The present study investigated the potential of clay/manganese oxide (CMnO) hybrid adsorbent for the removal of manganese (Mn2+) from mine impacted water (MIW). The adsorbent was characterised by X-ray diffraction, Fourier transform infra-red (FT-IR), scanning electron microscopy (SEM), Brunauer–Emmet–Teller and X-ray photoelectron spectroscopy (XPS) techniques. The equilibrium sorption capacity was depended on solution pH, MnO content of the clay, concentration and temperature. Isothermal adsorption highly inclined towards Freundlich isotherm model while thermodynamic parameters directed that the adsorption process was spontaneous and endothermic in nature.

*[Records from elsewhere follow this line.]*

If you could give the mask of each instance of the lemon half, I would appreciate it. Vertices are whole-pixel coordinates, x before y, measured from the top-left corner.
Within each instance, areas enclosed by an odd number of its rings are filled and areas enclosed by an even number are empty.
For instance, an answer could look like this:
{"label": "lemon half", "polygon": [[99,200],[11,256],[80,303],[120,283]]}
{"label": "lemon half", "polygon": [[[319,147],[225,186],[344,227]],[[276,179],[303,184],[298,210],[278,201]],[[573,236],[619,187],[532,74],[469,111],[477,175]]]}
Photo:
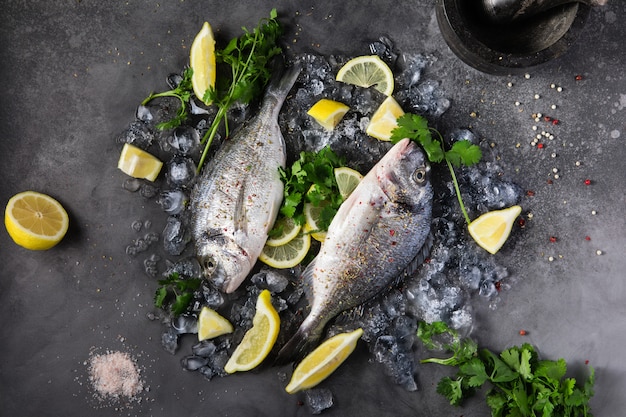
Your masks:
{"label": "lemon half", "polygon": [[302,262],[311,249],[311,236],[302,231],[289,242],[280,246],[263,247],[259,260],[273,268],[293,268]]}
{"label": "lemon half", "polygon": [[69,217],[54,198],[24,191],[9,199],[4,225],[18,245],[31,250],[46,250],[63,239],[69,227]]}

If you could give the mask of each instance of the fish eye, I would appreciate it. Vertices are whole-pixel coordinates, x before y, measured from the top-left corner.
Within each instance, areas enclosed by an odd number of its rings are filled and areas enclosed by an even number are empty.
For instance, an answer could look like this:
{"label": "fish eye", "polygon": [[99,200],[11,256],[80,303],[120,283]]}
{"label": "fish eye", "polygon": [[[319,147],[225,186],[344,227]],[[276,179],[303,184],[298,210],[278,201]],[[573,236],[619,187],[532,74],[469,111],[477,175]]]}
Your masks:
{"label": "fish eye", "polygon": [[211,275],[215,271],[215,268],[217,268],[217,262],[215,262],[213,257],[205,258],[202,260],[202,268],[206,275]]}
{"label": "fish eye", "polygon": [[413,171],[413,181],[415,181],[418,184],[422,184],[424,181],[426,181],[426,170],[424,168],[418,168],[415,171]]}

The adsorption kinetics of Mn2+ onto CMnO fitted well with the pseudo-second-order model and the value of activation energy of adsorption (Ea) was 32 kJ/mol, inferring that the adsorption proceeded by activated chemisorption process. Both intra-particle and film diffusion mechanisms were found to be the sorption rate-controlling steps. Experiments with real MIW water revealed that CMnO exhibited high Mn2+ removal efficiency in the presence of interfering ions but anions removal posed a great challenge. The XPS, FT-IR and pH analyses suggested that oxidation, complexation and ion-exchange mechanisms were responsible for Mn2+ removal by CMnO. These findings demonstrate that CMnO could serve as an inexpensive adsorbent for polishing Mn2+ polluted water.